Kidd Millennium: Shock 'N Awe

Published: Mon 31 Mar 2003 11:48 AM
Cartoon and commentary by…


SHOCK 'NAWE
By Ron Callari
roncallari@comcast.net
Well, it's been a couple of weeks since the US's first pre-emptive strike on Iraq and still no sign of that new boy band "Shock "Nawe". American patriots and war protestors alike have been glued to their TV sets like moths to a flame to catch a glimpse of this new ultimate Reality Show. Leaked by the Department of Defense and hyped by the media, this much heralded fireworks display over the skies of Baghdad fizzled out with only one "decapitation" bombing (missing Saddam's head by miles) and a couple of misguided Bush Bunker Busters.
Is this all that our taxpayer dollars can muster up? I've seen better hi-tech performances at a U2 concert.
Is shock and awe shuck and jive?
Wartime rhetoric is almost always euphemistic to make it more palatable for us average Joes to absorb. In World War II, "resettlement" really meant imprisonment, where today, we talk about "detainment" (as if we only have a few questions, before we send POWs on their merry way).

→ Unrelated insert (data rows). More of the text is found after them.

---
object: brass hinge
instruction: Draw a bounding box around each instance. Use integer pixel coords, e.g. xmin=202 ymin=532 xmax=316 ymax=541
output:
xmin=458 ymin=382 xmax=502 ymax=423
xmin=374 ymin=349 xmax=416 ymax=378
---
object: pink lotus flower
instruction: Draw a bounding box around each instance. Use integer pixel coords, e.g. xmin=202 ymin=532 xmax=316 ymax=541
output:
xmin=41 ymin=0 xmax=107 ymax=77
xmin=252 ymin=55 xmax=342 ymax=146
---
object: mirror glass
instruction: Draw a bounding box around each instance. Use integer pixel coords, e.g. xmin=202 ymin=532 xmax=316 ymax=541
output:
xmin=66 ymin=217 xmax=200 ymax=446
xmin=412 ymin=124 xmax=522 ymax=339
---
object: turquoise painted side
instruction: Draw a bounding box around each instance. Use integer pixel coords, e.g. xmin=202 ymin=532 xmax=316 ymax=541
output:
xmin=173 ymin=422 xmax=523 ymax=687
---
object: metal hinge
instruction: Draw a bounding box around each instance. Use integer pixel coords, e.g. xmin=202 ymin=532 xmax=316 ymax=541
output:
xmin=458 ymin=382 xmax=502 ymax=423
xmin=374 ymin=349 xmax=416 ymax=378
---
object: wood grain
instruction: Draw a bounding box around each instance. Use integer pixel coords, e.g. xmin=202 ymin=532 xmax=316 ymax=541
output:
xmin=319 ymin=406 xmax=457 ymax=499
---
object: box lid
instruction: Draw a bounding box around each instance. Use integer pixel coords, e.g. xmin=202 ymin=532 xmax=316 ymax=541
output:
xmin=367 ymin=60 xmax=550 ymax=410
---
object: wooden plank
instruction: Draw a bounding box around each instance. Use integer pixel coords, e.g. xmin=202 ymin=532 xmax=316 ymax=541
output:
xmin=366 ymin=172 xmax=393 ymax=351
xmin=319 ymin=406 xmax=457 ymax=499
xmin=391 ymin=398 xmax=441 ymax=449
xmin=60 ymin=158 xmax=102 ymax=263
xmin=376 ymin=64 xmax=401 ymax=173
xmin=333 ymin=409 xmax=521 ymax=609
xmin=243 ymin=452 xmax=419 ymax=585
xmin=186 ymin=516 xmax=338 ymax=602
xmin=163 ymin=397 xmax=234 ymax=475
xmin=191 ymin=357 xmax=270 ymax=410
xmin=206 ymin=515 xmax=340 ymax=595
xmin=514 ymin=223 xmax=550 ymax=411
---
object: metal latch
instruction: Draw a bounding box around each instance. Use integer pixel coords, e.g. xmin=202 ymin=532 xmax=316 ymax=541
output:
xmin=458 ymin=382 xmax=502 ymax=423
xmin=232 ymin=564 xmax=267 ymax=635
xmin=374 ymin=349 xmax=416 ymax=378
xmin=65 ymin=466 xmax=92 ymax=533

In recent conflicts, civilian casualties was termed "collateral damage"; destruction of water supplies, electricity and road systems is known as "targeted attacks on the military infrastructure"; and bombs strategically inserted into terra firma are "surgical strikes."
But the much-ballyhooed detonation of a city populated by millions of men, women, and children actually sounded like a kid's video game entitled "Shock and Awe."
In actuality, the battle plan was based on a concept developed at the National Defense University. It's was called "Shock and Awe" because it focused on the psychological destruction of the enemy's will to fight rather than the physical destruction of his military forces.
They were calling it "A-Day," -- not to be confused with the "D" or "V" days of previous wars. "A as in "airstrikes" was supposed to be so devastating that it would leave Saddam's soldiers' quaking in their boots, unable and unwilling to return a volley. A sort of pre-emptive farewell to arms!
However when all is said and done, what is shock and awe other than another form of terrorism? A way to get Saddam and his forces terrified into submission.
So we fight fire with fire? Will it work? Is our method of shock and awe any different from the Al Qaeda's attack on the World Trade Center? I don't think so. That didn't get us to stop fighting - it only incensed a large population of this country into rage and an insatiable thirst for revenge.
And so the escalation begins. If the most pronounced example of shock and awe was the dropping of the atomic bomb on Hiroshima, what says we will not descend once again to those depths of inhumanity?
Supposedly, our administration's position in Iraq is to proactively counter what Saddam would have done to us first.
Yet, here we sit several weeks later and while the mainstream media says we have been militarily successful, Saddam's hidden weapons of mass destruction are no where to be found. Backed into a corner, don't you think he would have pulled one or two out of his pocket?
Ironically the origins of shock and awe date back several thousand years, when Sun Tzu, the famous Chinese military philosopher wrote in the Art of War that the best way to win a battle was to not fight it.
Harlan Ullman, a longtime war strategist latched onto this ancient haiku and shared it with the Bushites. He called it "rapid dominance," or "shock and awe." The idea was to scare the enemy to death at the onset. To win, you don't need to inflict physical pain and destruction. The fear of pain would be enough to scare the be-Jesus (or the be-Allah) out of the enemy and in so doing you win without fighting.
Ullman's analysis of Bush is a guy who has had three epiphanies in his life -- "His decision to give up drink, his decision to embrace God, and Sept. 11." And this has proven to be a mighty potent elixir for a president that swung into office on a wing and prayer.
If all this leaves you awestruck, then the new Zen of today's administration has enlightened you. As time will tell, all the Bushies want out of this war is to frighten the whole world into submission, so no one will dare retaliate. Let our enemies be as mad as hell, just so long as they know who is the meanest, baddest son of a bitch on the planet.
That is a fundamentalist point of view and one the US has embraced. And Bush et al seriously believes it is the first step in putting an end to all future wars? I suppose
Hannibal and Hitler believed it too.
**********
Ron Callari is a freelance journalist and editorial cartoonist who resides in Jersey City, New Jersey. He and co-creator Jack Pittman produce kidd millennium cartoons weekly.